WHAT SHE SAID

What she said :
"How come someone hasn't noticed
That I'm dead
And decided to bury me ?
God knows, I'm ready !"

La-la-la ...

What she said was sad
But then, all the rejection she's had
To pretend to be happy
Could only be idiocy
La-la-la ...

What she said was not for the job or
Lover that she never had
Oh ...
No no no ...

What she read
All heady books
She'd sit and prophesise
(It took a tattooed boy from
Birkenhead
To really really open her eyes)

What she read
All heady books
She'd sit and prophesise
(It took a tattooed boy from
Birkenhead
To really really open her eyes)

What she said :
"I smoke 'cos I'm hoping for an
Early death
AND I NEED TO CLING TO SOMETHING !"

What she said :
"I smoke 'cos I'm hoping for an
Early death
AND I NEED TO CLING TO SOMETHING !"

No no no no ...


An unoriginal title shades an excellent song, despite its huge debt to Elizabeth Smart's "By Grand Central Station I Sat Down And Wept" (see Sources). It might be suggested that song is about her, in fact, although I don't know where her real-life lover George Barker was from. A funk-led and powerful backing to Morrissey's manic vocal lends extra weight to an already powerful lyrical punch.
This song is packed full of excellent rambunctious jokes, with twists in sentences "What she said was not for the job or/Lover that she never had", and amusing afterthoughts - the boy from Birkenhead etc.
An excellent rocker that confounds anyone trying to label Morrissey as fey and ineffectual.
David Brazil has this to say :

"This song seems to bear a debt not only to Elizabeth Smart but to the Beatles song "She Said, She Said" on their album Revolver. There is, of course, the similarity between the titles. But both songs also share the same conceit: a man singing about a depressed, perhaps overly depressed, and self-involved woman. Certainly the Smiths song is more clever at illustrating the point.
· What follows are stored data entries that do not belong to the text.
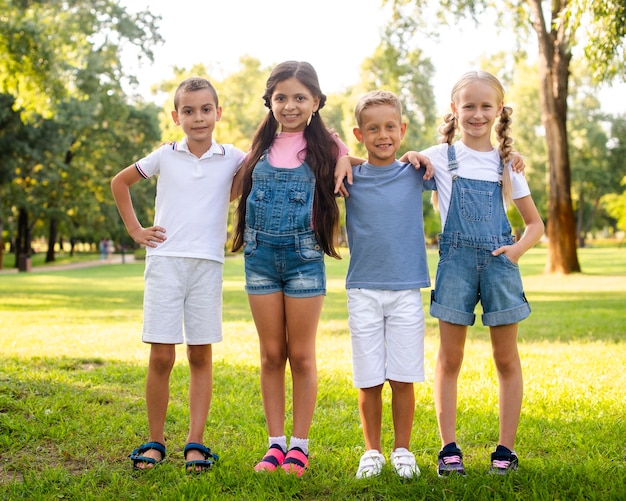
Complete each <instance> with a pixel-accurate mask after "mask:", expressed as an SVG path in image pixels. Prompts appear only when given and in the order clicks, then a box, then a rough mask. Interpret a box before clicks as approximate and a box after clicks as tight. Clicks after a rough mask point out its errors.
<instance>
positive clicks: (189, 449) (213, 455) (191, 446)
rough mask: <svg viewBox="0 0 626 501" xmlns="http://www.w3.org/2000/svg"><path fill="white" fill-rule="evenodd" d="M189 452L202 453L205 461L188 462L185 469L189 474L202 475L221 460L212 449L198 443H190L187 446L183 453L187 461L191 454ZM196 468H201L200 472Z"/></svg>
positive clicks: (198, 470)
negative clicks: (201, 473)
mask: <svg viewBox="0 0 626 501" xmlns="http://www.w3.org/2000/svg"><path fill="white" fill-rule="evenodd" d="M189 451H198V452H200V453H201V454H202V455H203V456H204V459H194V460H192V461H186V462H185V468H186V469H187V471H188V472H197V473H202V472H204V471H206V470H209V469H210V468H211V467H212V466H213V465H214V464H215V462H216V461H217V460H218V459H219V458H218V456H217V454H213V452H211V449H209V448H208V447H206V446H204V445H202V444H198V443H196V442H189V443H188V444H187V445H185V449H184V451H183V453H184V455H185V459H187V454H188V453H189ZM196 468H200V470H196Z"/></svg>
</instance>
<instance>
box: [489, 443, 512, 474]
mask: <svg viewBox="0 0 626 501" xmlns="http://www.w3.org/2000/svg"><path fill="white" fill-rule="evenodd" d="M518 463H519V460H518V458H517V454H515V453H514V452H513V451H512V450H510V449H508V448H506V447H504V445H498V447H496V450H495V452H492V453H491V468H490V469H489V473H491V474H495V475H507V474H508V473H509V472H511V471H516V470H517V466H518Z"/></svg>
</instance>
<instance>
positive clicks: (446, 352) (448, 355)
mask: <svg viewBox="0 0 626 501" xmlns="http://www.w3.org/2000/svg"><path fill="white" fill-rule="evenodd" d="M437 363H438V364H439V368H440V370H442V371H443V372H446V373H448V374H458V373H459V371H460V370H461V365H462V364H463V350H455V351H445V352H442V351H440V352H439V356H438V358H437Z"/></svg>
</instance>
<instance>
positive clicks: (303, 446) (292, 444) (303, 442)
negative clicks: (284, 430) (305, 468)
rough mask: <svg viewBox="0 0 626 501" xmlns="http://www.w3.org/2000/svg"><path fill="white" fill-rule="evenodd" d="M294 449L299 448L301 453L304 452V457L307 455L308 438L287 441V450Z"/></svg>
mask: <svg viewBox="0 0 626 501" xmlns="http://www.w3.org/2000/svg"><path fill="white" fill-rule="evenodd" d="M294 447H299V448H300V449H302V452H304V453H305V454H306V455H308V454H309V439H308V438H298V437H293V436H292V437H291V438H290V439H289V448H290V449H293V448H294Z"/></svg>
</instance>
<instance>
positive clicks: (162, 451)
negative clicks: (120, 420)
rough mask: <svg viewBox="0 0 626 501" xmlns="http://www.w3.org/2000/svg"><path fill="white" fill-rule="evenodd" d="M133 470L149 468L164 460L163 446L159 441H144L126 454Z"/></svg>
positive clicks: (145, 469) (148, 469) (144, 469)
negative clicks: (143, 442)
mask: <svg viewBox="0 0 626 501" xmlns="http://www.w3.org/2000/svg"><path fill="white" fill-rule="evenodd" d="M128 457H129V458H130V459H131V461H132V462H133V469H135V470H151V469H152V468H154V467H155V466H156V465H158V464H161V463H162V462H163V461H164V460H165V446H164V445H163V444H162V443H160V442H146V443H145V444H142V445H140V446H139V447H137V448H136V449H135V450H134V451H133V452H131V453H130V454H129V456H128Z"/></svg>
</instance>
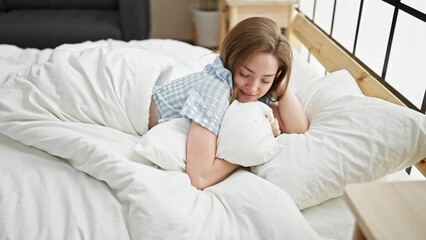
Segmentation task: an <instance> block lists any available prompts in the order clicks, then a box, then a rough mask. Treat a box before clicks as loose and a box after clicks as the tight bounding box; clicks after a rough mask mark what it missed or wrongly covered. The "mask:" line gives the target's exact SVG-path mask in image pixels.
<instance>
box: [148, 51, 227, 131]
mask: <svg viewBox="0 0 426 240" xmlns="http://www.w3.org/2000/svg"><path fill="white" fill-rule="evenodd" d="M231 94H232V74H231V72H230V71H229V70H228V69H226V68H225V67H223V63H222V61H221V60H220V58H219V57H216V59H215V60H214V61H213V63H211V64H208V65H207V66H206V67H204V69H203V71H202V72H197V73H193V74H189V75H187V76H184V77H182V78H179V79H176V80H173V81H171V82H169V83H167V84H165V85H161V86H155V87H154V90H153V97H154V102H155V105H156V107H157V112H158V119H159V123H161V122H165V121H168V120H170V119H173V118H178V117H185V118H188V119H191V120H192V121H195V122H197V123H198V124H200V125H201V126H203V127H205V128H206V129H208V130H209V131H211V132H212V133H214V134H215V135H217V134H218V133H219V127H220V124H221V122H222V119H223V116H224V115H225V111H226V109H227V108H228V106H229V101H230V98H231Z"/></svg>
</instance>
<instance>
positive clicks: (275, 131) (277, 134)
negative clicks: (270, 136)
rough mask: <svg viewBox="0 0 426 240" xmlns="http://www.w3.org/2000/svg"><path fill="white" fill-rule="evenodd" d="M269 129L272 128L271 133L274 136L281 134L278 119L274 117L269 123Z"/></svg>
mask: <svg viewBox="0 0 426 240" xmlns="http://www.w3.org/2000/svg"><path fill="white" fill-rule="evenodd" d="M271 129H272V133H273V134H274V137H276V136H278V135H280V134H281V131H280V126H279V124H278V119H276V118H274V120H273V121H272V123H271Z"/></svg>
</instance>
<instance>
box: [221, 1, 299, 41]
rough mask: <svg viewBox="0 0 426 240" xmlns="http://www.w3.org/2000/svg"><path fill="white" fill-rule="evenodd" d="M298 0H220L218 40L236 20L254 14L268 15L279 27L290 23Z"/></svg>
mask: <svg viewBox="0 0 426 240" xmlns="http://www.w3.org/2000/svg"><path fill="white" fill-rule="evenodd" d="M298 3H299V0H257V1H254V0H220V2H219V8H220V9H219V11H220V41H219V43H222V41H223V39H224V38H225V36H226V33H227V32H228V31H229V29H231V28H233V27H234V26H235V25H236V24H237V23H238V22H240V21H242V20H244V19H246V18H249V17H254V16H262V17H268V18H271V19H272V20H274V21H275V22H277V24H278V25H279V26H280V27H281V28H287V26H288V24H289V23H290V20H291V16H292V11H293V9H294V6H295V5H296V4H298Z"/></svg>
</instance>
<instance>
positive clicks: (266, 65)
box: [150, 17, 308, 190]
mask: <svg viewBox="0 0 426 240" xmlns="http://www.w3.org/2000/svg"><path fill="white" fill-rule="evenodd" d="M291 61H292V53H291V49H290V46H289V44H288V41H287V40H286V39H285V38H284V36H282V35H281V32H280V29H279V27H278V26H277V25H276V23H275V22H273V21H272V20H270V19H267V18H261V17H253V18H249V19H246V20H244V21H242V22H240V23H239V24H237V25H236V26H235V27H234V28H233V29H232V30H231V31H230V32H229V34H228V35H227V36H226V38H225V40H224V42H223V45H222V48H221V50H220V57H217V58H216V59H215V61H214V62H213V63H211V64H209V65H207V66H206V67H205V68H204V70H203V71H202V72H198V73H193V74H190V75H188V76H185V77H182V78H180V79H177V80H174V81H172V82H170V83H168V84H166V85H162V86H158V87H155V88H154V91H153V101H151V109H150V127H152V126H154V125H155V124H157V123H158V122H159V123H161V122H164V121H167V120H169V119H172V118H175V117H182V116H183V117H186V118H188V119H190V120H192V122H191V126H190V129H189V132H188V140H187V149H186V150H187V151H186V172H187V174H188V175H189V177H190V180H191V184H192V185H193V186H195V187H196V188H198V189H201V190H202V189H204V188H206V187H209V186H212V185H214V184H216V183H218V182H220V181H222V180H224V179H225V178H227V177H228V176H229V175H231V174H232V173H233V172H234V171H236V170H237V169H238V168H239V166H238V165H235V164H231V163H229V162H227V161H226V159H219V158H216V157H215V156H216V141H217V134H218V132H219V127H220V123H221V121H222V118H223V116H224V114H225V111H226V109H227V107H228V106H229V104H230V103H231V102H232V101H233V100H234V99H237V100H239V101H240V102H250V101H258V100H260V101H263V102H265V103H266V104H268V105H270V106H271V108H272V109H273V112H274V116H275V117H276V119H277V121H276V122H277V125H278V126H275V127H272V128H273V132H274V135H277V134H280V133H281V132H286V133H303V132H305V131H306V130H307V129H308V120H307V117H306V115H305V113H304V112H303V110H302V107H301V105H300V103H299V101H298V100H297V98H296V97H295V95H294V94H293V93H292V92H291V91H290V89H287V86H288V80H289V74H290V70H291ZM278 127H279V128H278Z"/></svg>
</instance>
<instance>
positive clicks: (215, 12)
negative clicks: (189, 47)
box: [190, 0, 219, 48]
mask: <svg viewBox="0 0 426 240" xmlns="http://www.w3.org/2000/svg"><path fill="white" fill-rule="evenodd" d="M190 11H191V15H192V21H193V33H194V42H195V44H197V45H200V46H203V47H207V48H217V46H218V45H219V0H199V2H198V3H195V4H192V5H190Z"/></svg>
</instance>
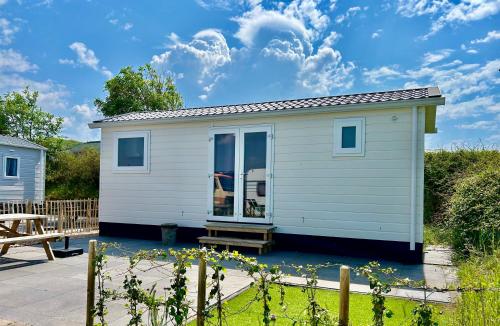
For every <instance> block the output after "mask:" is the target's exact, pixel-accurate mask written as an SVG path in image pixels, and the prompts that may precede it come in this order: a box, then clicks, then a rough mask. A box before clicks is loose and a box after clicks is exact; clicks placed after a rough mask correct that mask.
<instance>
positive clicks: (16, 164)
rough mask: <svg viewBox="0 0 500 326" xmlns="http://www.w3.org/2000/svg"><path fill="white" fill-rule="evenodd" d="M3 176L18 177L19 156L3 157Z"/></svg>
mask: <svg viewBox="0 0 500 326" xmlns="http://www.w3.org/2000/svg"><path fill="white" fill-rule="evenodd" d="M4 176H5V177H8V178H19V158H17V157H5V160H4Z"/></svg>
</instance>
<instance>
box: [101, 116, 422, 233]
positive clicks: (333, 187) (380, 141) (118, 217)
mask: <svg viewBox="0 0 500 326" xmlns="http://www.w3.org/2000/svg"><path fill="white" fill-rule="evenodd" d="M394 115H396V116H397V120H395V121H394V120H393V116H394ZM336 117H365V118H366V144H365V148H366V150H365V156H364V157H335V158H334V157H332V147H333V119H334V118H336ZM263 123H266V124H273V125H274V128H275V129H274V130H275V137H274V145H275V154H274V155H275V156H274V191H273V192H274V197H273V200H274V212H273V215H274V216H273V223H274V225H276V226H277V227H278V232H284V233H295V234H309V235H321V236H333V237H350V238H366V239H377V240H394V241H409V229H410V226H409V223H410V217H409V216H410V214H409V213H410V198H409V195H410V167H411V164H410V155H411V153H410V139H411V134H410V132H411V114H410V108H405V109H391V110H378V111H371V112H369V111H360V112H356V113H335V114H333V113H329V114H318V115H307V116H286V117H283V116H282V117H269V118H267V119H263V118H258V119H255V118H251V119H249V118H248V119H241V120H230V121H229V120H228V121H224V122H221V121H218V122H214V123H212V122H192V123H178V124H165V125H151V126H149V127H147V128H145V127H120V128H105V129H104V130H102V144H101V151H102V153H101V192H100V197H101V198H100V200H101V206H100V210H101V211H100V215H101V220H102V221H104V222H117V223H137V224H154V225H158V224H161V223H165V222H176V223H178V224H179V225H180V226H187V227H202V225H203V224H204V223H205V222H206V216H207V196H208V194H207V183H208V161H207V160H208V131H209V128H210V127H212V126H232V125H253V124H263ZM422 125H423V124H422ZM125 130H150V131H151V144H150V146H151V155H150V161H151V171H150V173H147V174H128V173H123V174H120V173H113V172H112V170H111V167H112V154H113V143H112V132H113V131H125ZM419 136H420V134H419ZM419 141H422V144H420V145H419V146H420V148H419V153H420V152H422V154H423V132H422V137H420V138H419ZM422 176H423V175H422ZM422 176H421V175H420V174H419V177H422ZM422 180H423V179H422ZM419 209H422V207H421V205H420V206H419ZM419 216H420V215H417V217H418V218H417V219H420V217H419ZM419 223H420V222H419ZM417 230H418V228H417ZM420 238H421V237H420ZM420 238H419V237H418V236H417V241H419V239H420Z"/></svg>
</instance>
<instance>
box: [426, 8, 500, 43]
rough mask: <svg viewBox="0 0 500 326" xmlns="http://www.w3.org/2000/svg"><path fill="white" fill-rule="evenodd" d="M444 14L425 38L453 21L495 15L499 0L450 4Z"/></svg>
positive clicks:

But just as Morrissey's girl complains: "How come someone hasn't noticed that I'm dead?", the "She" of the Beatles song insists: "I know what it's like to be dead". The major difference is that in the Lennon/McCartney song there is a definite suggestion that the singer has had a romantic relationship with the melancholy femme in question, whereas Morrissey seems to be singing about an acquaintance. This may be because early Beatles inevitably turned everything into a straightforward love song, because Moz can't turn anything into a straightforward love song, or (my theory) a combination of both."